Looking back, all of my nerves were valid but not necessary. Nerves fuel preparation. I wanted to make sure I came with my shit correct. I was so nervous I spent weeks thinking of the best way to execute my vision for myself and Canela’s vision for her shop. It made me more appreciative of the creative process, and the intention and love that goes into it. I manifested the energy that was going to be necessary to get this done. Throw together the support of my friends and my customer with a bad ass attitude and it’s bound to be a lituation. I had people actually call me and ask to book gigs, follow my instagram page, and listen to my mixes. “I’m sweating cause of you.”
Having that experience just solidified to me why I started Djing. There aren’t enough Black women doing it, period. I got tired of hearing male-centered, angry, and mediocre songs chosen by a usually male Dj. I never saw myself reflected in the music, I could never really “get into it”. At the core of it, I wanted to hear something different when I went out.
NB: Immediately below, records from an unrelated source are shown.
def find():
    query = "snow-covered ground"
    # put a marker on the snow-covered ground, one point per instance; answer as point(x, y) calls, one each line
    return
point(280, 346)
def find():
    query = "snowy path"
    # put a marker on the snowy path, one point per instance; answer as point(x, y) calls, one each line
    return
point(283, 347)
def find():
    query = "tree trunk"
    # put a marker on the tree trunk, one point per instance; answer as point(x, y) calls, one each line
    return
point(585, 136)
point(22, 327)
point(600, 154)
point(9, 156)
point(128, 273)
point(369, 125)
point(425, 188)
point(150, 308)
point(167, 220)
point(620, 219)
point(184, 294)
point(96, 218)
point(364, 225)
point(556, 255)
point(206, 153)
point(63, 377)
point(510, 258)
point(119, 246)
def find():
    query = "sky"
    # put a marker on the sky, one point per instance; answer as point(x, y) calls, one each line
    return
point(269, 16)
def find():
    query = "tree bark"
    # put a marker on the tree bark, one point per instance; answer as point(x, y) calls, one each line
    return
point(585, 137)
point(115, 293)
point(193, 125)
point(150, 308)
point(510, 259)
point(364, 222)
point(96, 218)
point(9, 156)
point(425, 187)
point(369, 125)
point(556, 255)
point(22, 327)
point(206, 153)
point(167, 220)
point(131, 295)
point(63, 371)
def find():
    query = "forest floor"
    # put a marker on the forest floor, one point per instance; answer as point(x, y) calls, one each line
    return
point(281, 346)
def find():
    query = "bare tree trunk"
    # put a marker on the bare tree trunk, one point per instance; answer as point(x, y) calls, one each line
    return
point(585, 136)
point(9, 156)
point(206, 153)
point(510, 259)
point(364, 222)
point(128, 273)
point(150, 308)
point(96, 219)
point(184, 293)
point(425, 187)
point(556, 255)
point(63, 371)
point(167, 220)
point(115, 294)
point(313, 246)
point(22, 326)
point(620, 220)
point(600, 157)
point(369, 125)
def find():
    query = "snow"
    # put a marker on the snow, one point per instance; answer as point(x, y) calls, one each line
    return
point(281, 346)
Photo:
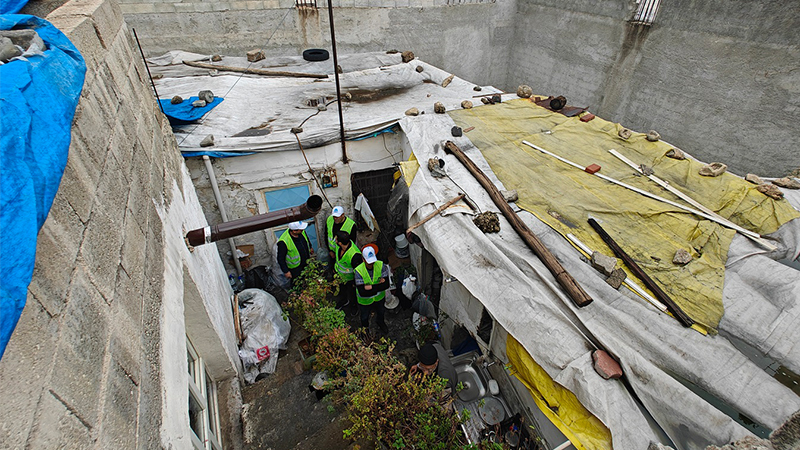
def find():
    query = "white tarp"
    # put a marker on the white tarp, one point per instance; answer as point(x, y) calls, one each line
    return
point(381, 85)
point(654, 349)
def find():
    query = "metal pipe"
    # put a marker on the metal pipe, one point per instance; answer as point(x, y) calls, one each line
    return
point(238, 227)
point(214, 187)
point(336, 76)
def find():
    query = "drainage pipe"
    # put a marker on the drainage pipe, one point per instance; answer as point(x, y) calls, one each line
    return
point(238, 227)
point(214, 187)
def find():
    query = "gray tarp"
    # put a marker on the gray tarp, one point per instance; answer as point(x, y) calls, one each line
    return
point(654, 349)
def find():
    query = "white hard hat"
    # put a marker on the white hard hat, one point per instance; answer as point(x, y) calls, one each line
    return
point(369, 255)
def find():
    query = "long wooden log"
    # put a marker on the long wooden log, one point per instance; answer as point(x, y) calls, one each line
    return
point(269, 73)
point(573, 289)
point(433, 214)
point(660, 294)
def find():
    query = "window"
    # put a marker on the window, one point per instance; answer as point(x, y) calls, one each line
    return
point(203, 407)
point(286, 198)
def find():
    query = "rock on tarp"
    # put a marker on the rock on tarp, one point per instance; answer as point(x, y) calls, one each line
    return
point(38, 97)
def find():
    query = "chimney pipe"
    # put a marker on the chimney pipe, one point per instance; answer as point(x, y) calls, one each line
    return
point(238, 227)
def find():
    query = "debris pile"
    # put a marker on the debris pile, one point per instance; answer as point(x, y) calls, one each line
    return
point(487, 222)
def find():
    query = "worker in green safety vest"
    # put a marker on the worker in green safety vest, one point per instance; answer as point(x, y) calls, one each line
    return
point(347, 259)
point(371, 280)
point(293, 249)
point(336, 222)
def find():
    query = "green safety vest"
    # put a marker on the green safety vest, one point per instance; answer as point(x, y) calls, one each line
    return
point(292, 254)
point(347, 226)
point(377, 269)
point(344, 264)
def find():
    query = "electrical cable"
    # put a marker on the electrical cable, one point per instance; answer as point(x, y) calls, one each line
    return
point(240, 75)
point(311, 171)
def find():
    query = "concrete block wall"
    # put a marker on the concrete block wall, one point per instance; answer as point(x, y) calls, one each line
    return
point(83, 369)
point(719, 79)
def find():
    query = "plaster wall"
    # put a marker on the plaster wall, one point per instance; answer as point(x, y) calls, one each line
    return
point(97, 357)
point(242, 181)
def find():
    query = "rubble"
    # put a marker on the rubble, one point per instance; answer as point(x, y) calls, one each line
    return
point(682, 257)
point(786, 182)
point(770, 190)
point(753, 178)
point(713, 169)
point(524, 91)
point(487, 222)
I was tired of the same. Since starting my journey as a DJ, I have been able to meet with other Black women and queer DJs who also choose to take a stand against stale music. If you’re also looking for a difference in music selection I would take a listen to HUNY, Kaytranada, basedgrace, or some mixes by SNAKEHIPS. Head to my SoundCloud for more aritists and playlists to listen to! Let’s bring back dancing at clubs, and playing music that sounds good and makes us feel good.